The claimed $2.1 trillion of savings could only appear, Goldwein notes, if the federal government structured funding as a lump-sum tax (similar to today’s private insurance premiums)—with most people (possibly including even those with low incomes) paying the same amount. But, he notes, Capitol Hill would likely view that financing structure as inequitable and politically untenable. If so, a shift from today’s mixed financing to deficit financing and income-based taxation means M4A would likely exert downward pressure on the long-term growth of the US economy (and very likely a downward jolt in the law’s first year). Again, an immediate and long-term result would almost certainly be a shift of some capital investment from the United States to foreign countries.

Still, it’s logically defensible to argue that the benefits of M4A outweigh the costs of a smaller, slower-growing US economy. But unless one is willing to argue for financing via lump-sum taxes—and practically no one is so willing—then that smaller, slower-growing economy will be part of the bargain. M4A would doubtless deliver real benefits to many Americans. But the program’s financing would almost certainly impose heavy costs on all Americans—reductions in employment, income, growth, innovation, entrepreneurship, and mobility. And once done, it essentially cannot be undone.

One can argue that the tradeoff is worthwhile—a worthy topic for debate. We can ignore the tradeoffs, but the economy will not.

Afterthought: A Better Path

Antipathy over M4A does not mean satisfaction with the status quo in US healthcare, however.

My 2014 monograph, Fortress and Frontier in American Health Care, argued that the fundamental problem with America’s healthcare debate is that all sides have excessively focused on federal insurance reform as the pathway to better care for more people at lower cost.

Like earlier proposals, including Obamacare and various Republican alternatives, insurance reform makes relatively little difference in the level of overall healthcare spending, in the quantity of healthcare resources available, or in how those resources are used. Obamacare did little to change the number of doctors, nurses, hospital beds, laboratories, drugs, or medical devices—nor in how providers use those resources. M4A advocates accept as a matter of faith that a single-payer system will yield large efficiencies.
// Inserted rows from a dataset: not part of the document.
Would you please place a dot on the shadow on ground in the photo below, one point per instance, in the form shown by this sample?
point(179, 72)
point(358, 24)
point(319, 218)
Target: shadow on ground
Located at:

Conservative M4A opponents are similarly credulous when they assure us that shifting power over health insurance from the federal government to the states will lead to bursts of efficiency.

A more productive avenue, I argue, is to emulate what has transpired in the information technology (IT) industry over the past three decades. Worldwide, billions of people now enjoy astonishingly more and better IT at remarkably low cost compared with 30 years ago. This was not accomplished by single-payer IT financing or by granting states more authority over IT purchases. The change occurred through markets, with federal lawmakers and regulators giving wide berth to innovators.

Mining my own writings, I argue that a better, fairer, cheaper healthcare system will come less from insurance reforms and more from technologies such as lean manufacturing, synchronous telemedicine, asynchronous telemedicine, wearable telemetry, additive manufacturing, 3D bioprinting, artificial intelligence, the gig economy and smart machines, streamlined regulation, unmanned aerial vehicles (drones), next-generation electronic health records, genomics, efficient drug and device approvals, voluntary price transparency, biohacking, home diagnostics, direct primary care, disruptive diagnostic devices, harm reduction technologies, and right-to-try. Currently, federal and state laws and regulations—and restrictions imposed by provider groups—restrain the development and dissemination of such developments. In addition, states place excessive restrictions on provider licensing and healthcare business structure.

There is little reason to think that M4A will speed the development and refinement and diffusion of life-saving, cost-saving technologies such as these. The same can be said of Obamacare or of the various Republican alternatives that pop up from time to time.

Technological and managerial innovation, in short, requires a different focus from the one we’re having over M4A, which is part of a monotonous, unsatisfying debate we’ve been having for many decades.